TONGA BEFORE AND AFTER THE VOLCANO

HRDA (graham and Lee) had only just completed the Kingdom of Tonga Human Resources for Health Country Profile with Deki from WHO Suva and Salote Pukola from the Tonga Ministry of Health – when the volcano erupted.

Our thoughts go to our friends in Tonga as we hope for a quick recovery.  The load on health workers to respond to the humanitarian needs will continue for some time but fortunately, Tonga’s health workforce was at the strongest point it had been for the many years since 2013.

We and our colleagues at UNSW have had a long involvement with HRH in Tonga.  Many HRH planning and advisory inputs have been conducted since our friend and teacher Dr John Dewdney’s scoping of the task in the Draft National Health Workforce Plan 1998-2020.  In 2014 the HRH Knowledge Hub published Dr Sophia Lin’s and Prof Rotem’s work on the Tonga Human Resources for Health Country Profile 2014, and WHO/WPRO supported Dr Roberts to prepare a Draft National Health Workforce Strategic Plan 2014-20 which identified HRH issues for the MOH to consider in forward planning.

NCDs have long been identified as the major causes of death in Tonga, which led to the establishment of a special cadre of NCD nurses.  Sustainable Development Goals (SDGs) call for a one third reduction of non-communicable diseases by 2030, but NCDs accounted for 79.4% of all deaths in 2019, an increase of 5% since 2008. The Tonga Risk Factors STEPS Report of 2017 placed most of the adult population within the obesity range; 82.8% of women and 66.8% of men, indicating a continuing need for concerted efforts to address NCDs as a national priority, and for a special cadre of postgraduate nurses to be trained.

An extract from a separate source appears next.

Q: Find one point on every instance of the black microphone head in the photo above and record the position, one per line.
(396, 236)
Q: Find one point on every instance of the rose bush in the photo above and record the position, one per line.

Sometimes unforeseen consequences arise from good policy.  It seems that the creation of the new NCD cadre divided the nursing services into two at the primary facility level.  The centralised yet divided MOH structure and the streaming of advanced nursing education produced role divisions at the facility level, where tasks are allocated by role rather than shared as a team, and accountabilities are to centralised line managers, rather than to local district team leaders.  As the numbers of staff and technical supporters appear to be at the best levels it has been since 2013, more efficient and productive use of the workforce could be achieved through systems changes that better coordinate, lead and supervise all HRH activities at the facility level.

Our hope prior to the volcano, which can be picked up afterwards, is that the next few years presents an opportunity to investigate salary inefficiencies (such as overtime payments and the cost of role-based work) and to review the national workforce mix investments.  We have suggested that saving identified be redirecting to create a remuneration level sufficient to attract and retain core medical specialists and to reduce the dependency on donor support for medical staff.  We can expect that the volcano will cause a delay while resources are diverted to overcome the volcano’s impact on Tonga, its people and economy.  It’s a setback but the resilience of the Tonga people and their strong traditions of caring for each other will overcome it.  We wish Tonga and its health staff well for the immediate and long-term futures.